Dynamic Scene Graph Generation (DSGG) models how object relations evolve over time in videos. However, existing methods are trained only on annotated object pairs and lack guidance for non-related pairs, making it difficult to identify meaningful relations during inference. In this paper, we propose Relation Scoring Network (RS-Net), a modular framework that scores the contextual importance of object pairs using both spatial interactions and long-range temporal context. RS-Net consists of a spatial context encoder with learnable context tokens and a temporal encoder that aggregates video-level information. The resulting relation scores are integrated into a unified triplet scoring mechanism to enhance relation prediction. RS-Net can be easily integrated into existing DSGG models without architectural changes.
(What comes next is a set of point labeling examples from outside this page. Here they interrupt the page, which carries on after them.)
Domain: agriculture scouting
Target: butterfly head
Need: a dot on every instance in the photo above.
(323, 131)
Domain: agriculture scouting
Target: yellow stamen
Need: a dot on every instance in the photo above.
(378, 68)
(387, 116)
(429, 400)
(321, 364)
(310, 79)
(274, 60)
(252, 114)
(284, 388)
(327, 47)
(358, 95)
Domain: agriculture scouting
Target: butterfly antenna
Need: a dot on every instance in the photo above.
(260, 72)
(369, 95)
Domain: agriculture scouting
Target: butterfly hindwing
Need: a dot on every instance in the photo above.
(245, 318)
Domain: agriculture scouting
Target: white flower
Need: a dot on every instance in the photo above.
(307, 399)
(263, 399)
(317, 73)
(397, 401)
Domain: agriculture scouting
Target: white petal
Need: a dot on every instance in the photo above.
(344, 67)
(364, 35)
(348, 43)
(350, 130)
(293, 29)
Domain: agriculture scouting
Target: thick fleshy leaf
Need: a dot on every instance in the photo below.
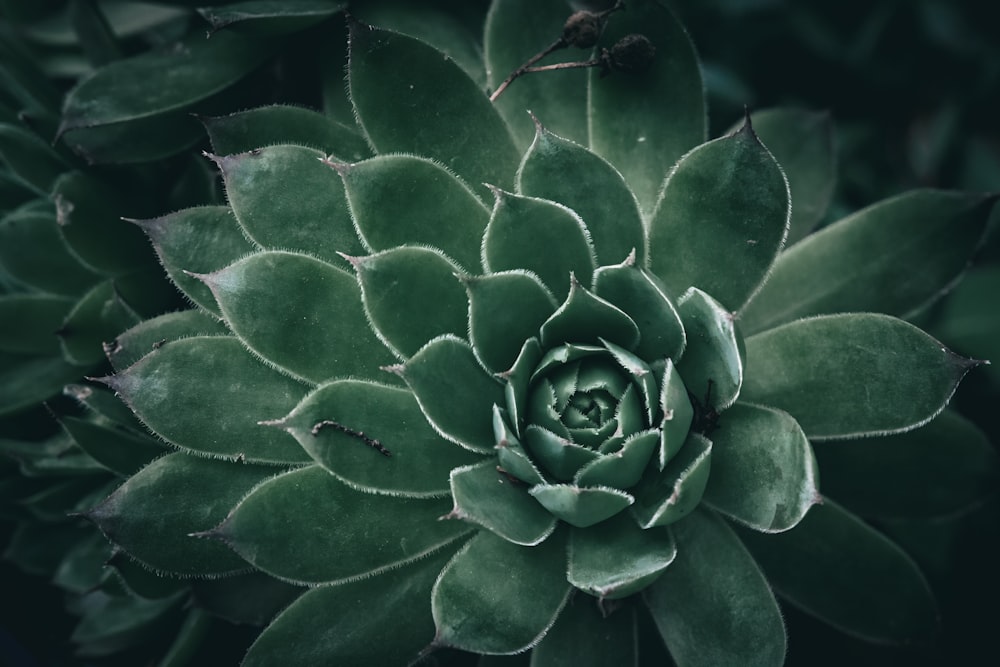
(196, 240)
(268, 17)
(617, 558)
(299, 313)
(132, 345)
(346, 624)
(404, 199)
(939, 469)
(559, 241)
(412, 294)
(478, 601)
(643, 122)
(721, 219)
(412, 109)
(584, 637)
(561, 170)
(207, 394)
(308, 527)
(168, 80)
(89, 215)
(623, 468)
(678, 413)
(581, 507)
(95, 319)
(286, 198)
(585, 318)
(121, 451)
(33, 251)
(485, 496)
(454, 392)
(763, 471)
(505, 309)
(802, 143)
(851, 375)
(28, 380)
(199, 492)
(558, 97)
(283, 124)
(641, 297)
(713, 362)
(251, 598)
(663, 497)
(860, 263)
(455, 34)
(29, 158)
(713, 605)
(871, 588)
(38, 316)
(375, 438)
Experiments on the Action Genome dataset show that RS-Net consistently improves both Recall and Precision across diverse baselines, with notable gains in mean Recall, highlighting its ability to address the long-tailed distribution of relations. Despite the increased number of parameters, RS-Net maintains competitive efficiency, achieving superior performance over state-of-the-art methods.

Paper Structure

This paper contains 19 sections, 10 equations, 5 figures, 4 tables.

Figures (5)

  • Figure 1: Example of our proposed relation scoring method. (a) Initial triplet predictions from existing DSGG methods. (b) Triplets reordered by our proposed relation scoring approach, where contextually important relations are ranked higher based on video-level semantic relevance.
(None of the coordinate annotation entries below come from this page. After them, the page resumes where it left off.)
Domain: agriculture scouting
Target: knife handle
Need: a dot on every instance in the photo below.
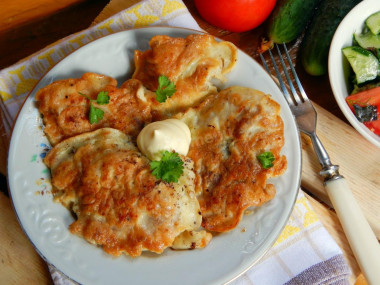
(363, 242)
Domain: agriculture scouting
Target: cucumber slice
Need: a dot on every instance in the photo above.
(365, 65)
(368, 40)
(373, 23)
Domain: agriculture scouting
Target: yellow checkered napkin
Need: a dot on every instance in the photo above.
(303, 254)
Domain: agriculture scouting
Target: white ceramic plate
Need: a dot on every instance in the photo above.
(46, 223)
(339, 67)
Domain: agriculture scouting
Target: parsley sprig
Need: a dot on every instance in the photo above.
(266, 159)
(97, 114)
(169, 168)
(165, 89)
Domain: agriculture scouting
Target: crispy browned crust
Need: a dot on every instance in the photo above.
(66, 112)
(119, 204)
(229, 130)
(190, 63)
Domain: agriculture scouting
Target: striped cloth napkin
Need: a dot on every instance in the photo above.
(304, 253)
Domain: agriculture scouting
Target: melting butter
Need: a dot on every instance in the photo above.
(170, 134)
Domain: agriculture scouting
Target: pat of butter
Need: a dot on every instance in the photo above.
(170, 134)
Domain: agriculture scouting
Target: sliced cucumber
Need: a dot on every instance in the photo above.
(365, 65)
(368, 40)
(373, 23)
  • Figure 2: Overview of the proposed RS-Net. The framework consists of four main components: (a) object detection and relation representation construction, (b) spatial context encoder, (c) temporal context encoder, and (d) relation scoring decoder. RS-Net is trained to distinguish semantically meaningful relations from irrelevant ones by incorporating both spatial and temporal cues. The resulting scores are used to guide predicate classification and triplet score computation during scene graph generation.
  • Figure 3: Integration of the RS-Net into existing DSGG frameworks for relation scoring. Thanks to its modular design, RS-Net can be incorporated into various DSGG frameworks without requiring major structural modifications.
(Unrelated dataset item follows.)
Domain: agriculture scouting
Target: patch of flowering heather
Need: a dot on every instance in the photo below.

  • Figure 4: Qualitative comparisons between STTran and STTran with our RS-Net. The 3rd and 4th columns present the top predictions with highest confidence based on R@10 evaluation results in the SGDET setting. Orange and gray indicate detected objects that are involved in ground-truth relations and those that are not involved. Green and blue indicate correctly and incorrectly predicted predicates, respectively. The 5th column shows the relation scores between person and objects predicted by RS-Net.
  • Figure 5: Attention scores visualization of the frame-level context token in the Spatial Context Encoder. (a) Ground-truth subject and object instances, (b) detection results from our method, and (c) attention values from the frame-level context token to relation representations. Orange color indicates object instances involved in ground-truth relations.